Sorry @SteveW, I did not understand well when previously you talked about the P3D idle time used by RTSS.

Now it is a bit clearer, it seems you say there is a bug in RTSS which consume for nothing the idle time left by the render thread. which is not the case with NVI.

Does it mean that with a 60 hz monitor and 30fps limiter each frame is displayed twice ?

You mean using external limiter ? So for you the internal limiter is the best way even with a single view and no docked panel ?

Merci 
Cheers

Claude

Not a bug, more likely a problem of P3D being so complex in this area that it behaves differently with RTSS than regular games.

With a 30 limit in place and working correctly only 30 frames are made so each frame is displayed once.

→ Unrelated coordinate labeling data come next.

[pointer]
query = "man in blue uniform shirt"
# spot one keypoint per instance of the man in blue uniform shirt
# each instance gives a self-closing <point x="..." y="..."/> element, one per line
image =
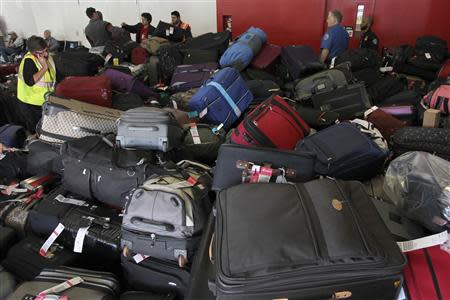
<point x="335" y="40"/>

The internal limiter is not a 'limiter'. It makes look ahead frames stored into a buffer. When the buffer is full, only then are frames limited. Since there's always going to be a difference in time to construct each frame there's inconsistency. That inconsistency is filled in with the look ahead. When any of the look ahead is depleted another is built as well as the one to display. That's why you see high CPU use with the internal Locked fps slider.

Limiting frames externally is what RTSS and Nvidia Control Panel do.

There's no limiting in P3D.

Even using VSync = On is not a limit, it is simply trained on the refresh frequency of the monitor.